Jill: Full disclosure, as a member of the Board of Directors of EBTSOYP, I am always amazed and proud that you have rallied the exploration community to volunteer their time and keep providing events as a free service. Do you think this model is sustainable?

Joe: Since day one, I’ve pledged never to charge a classroom to participate. I want a level playing field where any class can participate in as many events as possible. We keep them accessible by having up to eight classrooms join live on camera to interact with the speaker. All events stream live on YouTube, so any number of classes can join that way. Our YouTube archives offer a massive library for educators to utilize.

Instead of charging classrooms, we’re continually looking for corporate sponsors and partners, grants, and donations. It keeps me busy on top of running all the events, but it’s worth it to stick to our pledge for classrooms. I think it’s sustainable, we’ve been able to run the program for five years now, but we’re always on the hunt for new partners and sponsors so we can continue to grow.

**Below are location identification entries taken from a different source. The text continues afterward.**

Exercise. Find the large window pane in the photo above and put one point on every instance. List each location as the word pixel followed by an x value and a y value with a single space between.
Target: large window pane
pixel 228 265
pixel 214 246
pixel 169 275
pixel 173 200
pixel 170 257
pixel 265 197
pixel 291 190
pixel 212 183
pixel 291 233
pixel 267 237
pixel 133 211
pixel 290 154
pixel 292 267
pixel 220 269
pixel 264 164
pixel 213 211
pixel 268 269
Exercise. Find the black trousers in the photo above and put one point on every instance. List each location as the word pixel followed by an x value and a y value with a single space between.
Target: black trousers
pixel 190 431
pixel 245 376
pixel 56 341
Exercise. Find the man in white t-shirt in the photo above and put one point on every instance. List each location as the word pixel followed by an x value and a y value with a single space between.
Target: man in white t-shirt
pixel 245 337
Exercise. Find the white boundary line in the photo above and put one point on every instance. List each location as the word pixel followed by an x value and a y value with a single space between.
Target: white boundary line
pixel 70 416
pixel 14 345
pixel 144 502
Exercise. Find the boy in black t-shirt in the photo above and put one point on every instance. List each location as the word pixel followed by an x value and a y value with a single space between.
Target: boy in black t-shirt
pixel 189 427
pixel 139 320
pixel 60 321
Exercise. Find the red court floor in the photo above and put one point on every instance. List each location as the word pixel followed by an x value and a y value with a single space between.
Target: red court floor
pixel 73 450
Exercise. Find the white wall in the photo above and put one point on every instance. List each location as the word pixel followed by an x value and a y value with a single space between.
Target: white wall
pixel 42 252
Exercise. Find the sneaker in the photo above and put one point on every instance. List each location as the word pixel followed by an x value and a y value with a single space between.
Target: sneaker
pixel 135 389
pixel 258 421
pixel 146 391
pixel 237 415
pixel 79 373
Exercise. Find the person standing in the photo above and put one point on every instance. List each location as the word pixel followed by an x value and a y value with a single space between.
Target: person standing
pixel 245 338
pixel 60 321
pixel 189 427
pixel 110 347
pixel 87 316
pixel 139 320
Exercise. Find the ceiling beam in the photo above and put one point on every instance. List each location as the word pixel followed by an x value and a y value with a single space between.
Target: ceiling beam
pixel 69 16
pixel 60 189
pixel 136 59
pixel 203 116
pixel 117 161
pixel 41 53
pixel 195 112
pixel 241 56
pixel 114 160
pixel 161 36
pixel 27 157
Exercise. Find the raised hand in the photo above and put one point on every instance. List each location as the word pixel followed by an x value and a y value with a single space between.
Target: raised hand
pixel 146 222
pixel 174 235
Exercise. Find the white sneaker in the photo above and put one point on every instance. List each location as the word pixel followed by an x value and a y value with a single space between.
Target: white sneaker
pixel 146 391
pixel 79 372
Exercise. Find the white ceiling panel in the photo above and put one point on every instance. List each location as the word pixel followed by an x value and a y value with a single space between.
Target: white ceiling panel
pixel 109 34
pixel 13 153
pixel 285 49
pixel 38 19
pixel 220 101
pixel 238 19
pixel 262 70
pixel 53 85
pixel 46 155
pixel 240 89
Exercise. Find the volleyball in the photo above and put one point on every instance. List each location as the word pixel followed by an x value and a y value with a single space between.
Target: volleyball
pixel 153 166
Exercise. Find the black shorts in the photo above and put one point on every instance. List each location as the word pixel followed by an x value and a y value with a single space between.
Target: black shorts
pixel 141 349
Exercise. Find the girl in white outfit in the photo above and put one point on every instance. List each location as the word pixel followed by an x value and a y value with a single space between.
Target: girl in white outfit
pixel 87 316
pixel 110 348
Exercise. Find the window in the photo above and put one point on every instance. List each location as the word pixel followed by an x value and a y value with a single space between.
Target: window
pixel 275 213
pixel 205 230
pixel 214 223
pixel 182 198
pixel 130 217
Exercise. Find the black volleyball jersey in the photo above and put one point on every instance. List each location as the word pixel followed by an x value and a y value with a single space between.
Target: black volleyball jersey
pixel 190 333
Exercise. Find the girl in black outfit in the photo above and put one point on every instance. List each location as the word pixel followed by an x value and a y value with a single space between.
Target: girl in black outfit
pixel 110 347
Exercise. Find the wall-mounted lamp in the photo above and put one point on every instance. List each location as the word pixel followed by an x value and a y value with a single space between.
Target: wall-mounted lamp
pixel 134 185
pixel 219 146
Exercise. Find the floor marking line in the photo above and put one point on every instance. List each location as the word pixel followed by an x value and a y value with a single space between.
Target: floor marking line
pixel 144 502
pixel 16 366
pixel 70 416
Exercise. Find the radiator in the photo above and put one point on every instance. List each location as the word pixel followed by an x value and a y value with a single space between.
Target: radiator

Jill: With 2,000 events already completed, do you have an expansion plan in the works? What are your future dreams for EBTSOYP?

Joe: In the next five years, I’m hoping to take what we do to a global audience. We already have classrooms that join from South America, the UK, the EU, and the Middle East. I want to launch small hubs of Exploring by the Seat of Your Pants in a few locations that will allow us to broadcast 24 hours a day, reaching students live, worldwide.

We are also starting to run virtual festivals for the general public. In May, we launched the Global Biodiversity Festival, over three days we broadcast live for over 30 hours, hosting 65 speakers from over 20 countries. They shared the fantastic variety of life on our planet, the challenges it faces, and some good news conservation stories. We had viewers tuning in live from over 100 countries; we are excited to run more of these festivals.

Jill: I know you are incredibly busy, but do you have a favourite dive site or underwater experience?

Joe: That’s a tough one! I’m torn between diving on U-352 off the coast of North Carolina, that was a great dive as it tested a lot of my dive skills. It’s way offshore, over 100 feet (30m) deep with a pretty strong current. It was pretty exciting to descend on the anchor line and see a submarine sitting on the ocean floor. I also had a blast diving with the great hammerheads in Bimini, where we were able to spend six hours over four dives in the water with them!